The modifying or superseding statement need not state that it has modified or superseded a prior statement or include any other information
set forth in the document that it modifies or supersedes. The making of a modifying or superseding statement is not to be deemed an admission
for any purposes that the modified or superseded statement, when made, constituted a misrepresentation, an untrue statement of a material fact
or an omission to state a material fact that is required to be stated or that is necessary to make a statement not misleading in the light of the
circumstances in which it was made. Any statement so modified or superseded shall not be deemed, except as so modified or superseded, to
constitute a part of this prospectus supplement.
In addition, any template version of any other marketing materials filed with the securities commission or similar authority in each of the provinces
of Canada in connection with this offering after the date hereof but prior to the termination of the distribution of the securities under this prospectus
supplement is deemed to be incorporated by reference herein and in the prospectus.
Copies of the documents incorporated herein by reference (other than exhibits to such documents, unless such exhibits are specifically incorporated
by reference in such documents) may be obtained on request without charge from the Corporate Secretary of Enbridge Inc., Suite 200, 425 - 1st Street
S.W., Calgary, Alberta, Canada T2P 3L8 (telephone (403) 231-3900).
S-4
Table of Contents
SUMMARY
This summary highlights information contained elsewhere in this prospectus supplement and the accompanying prospectus. It is not complete and
may not contain all of the information that you should consider before investing in the Notes. You should read this entire prospectus supplement and the
accompanying prospectus carefully.
The Corporation
Enbridge was incorporated under the Companies Ordinance of the Northwest Territories and was continued under the Canada Business
Corporations Act. Enbridge is a North American leader in delivering energy. As a transporter of energy, Enbridge operates the world's longest crude oil
and liquids transportation system in Canada and the United States. Enbridge also has significant and growing involvement in natural gas gathering,
transmission and midstream businesses. As a distributor of energy, Enbridge owns and operates Canada's largest natural gas distribution company and
provides distribution services in Ontario, Quebec, New Brunswick and New York State. As a generator of energy, Enbridge has interests in more than
2,200 megawatts of net renewable and alternative energy generating capacity, and continues to expand its interests in wind, solar and geothermal power.

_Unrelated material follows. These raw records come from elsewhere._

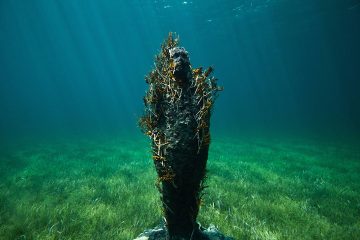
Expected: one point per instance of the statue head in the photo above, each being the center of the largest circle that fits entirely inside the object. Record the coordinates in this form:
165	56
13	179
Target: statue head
181	63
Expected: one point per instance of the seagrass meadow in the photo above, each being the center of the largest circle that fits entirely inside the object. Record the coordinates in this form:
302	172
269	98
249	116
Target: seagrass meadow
104	188
87	89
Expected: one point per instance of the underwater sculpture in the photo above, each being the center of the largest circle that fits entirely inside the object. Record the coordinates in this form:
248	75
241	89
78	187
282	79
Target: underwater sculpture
178	104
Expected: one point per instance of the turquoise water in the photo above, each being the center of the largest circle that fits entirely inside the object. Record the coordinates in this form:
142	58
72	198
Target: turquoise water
284	162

Enbridge employs approximately 10,000 people, primarily in Canada and the United States.
Enbridge is a public company trading on both the Toronto Stock Exchange and the New York Stock Exchange under the ticker symbol "ENB".
Enbridge's principal executive offices are located at Suite 200, 425 - 1st Street S.W., Calgary, Alberta, Canada T2P 3L8, and its telephone number is
(403) 231-3900.
Recent Developments
Spectra Acquisition
On September 5, 2016, the Corporation entered into an agreement and plan of merger dated as of September 5, 2016 (the "Merger Agreement") with
Sand Merger Sub, Inc. ("Merger Sub"), a direct wholly-owned subsidiary of the Corporation, and Spectra Energy Corp ("Spectra Energy"). Pursuant to
the Merger Agreement, the Corporation and Spectra Energy agreed to combine in a share-for-share merger transaction (the "Merger Transaction")
whereby, as soon as practicable on the closing date of the Merger Transaction, Merger Sub will merge with and into Spectra Energy (the "Merger") in
accordance with the provisions of the General Corporation Law of the State of Delaware. Following the Merger, Spectra Energy will be a direct wholly-
owned subsidiary of the Corporation and the separate corporate existence of Spectra Energy will continue unaffected by the Merger, except as set forth in
the Merger Agreement. At the effective time of the Merger (the "Effective Time"), each common share of Spectra Energy issued and outstanding
immediately prior to the Effective Time will automatically be converted into, and become exchangeable for, 0.984 of a validly issued, fully paid and
non-assessable common share of the Corporation ("Common Shares"). Upon completion of the Merger Transaction, the shareholders of the Corporation
are expected to own approximately 57% of the issued and outstanding Common Shares and Spectra Energy shareholders are expected to own
approximately 43% of the issued and outstanding Common Shares.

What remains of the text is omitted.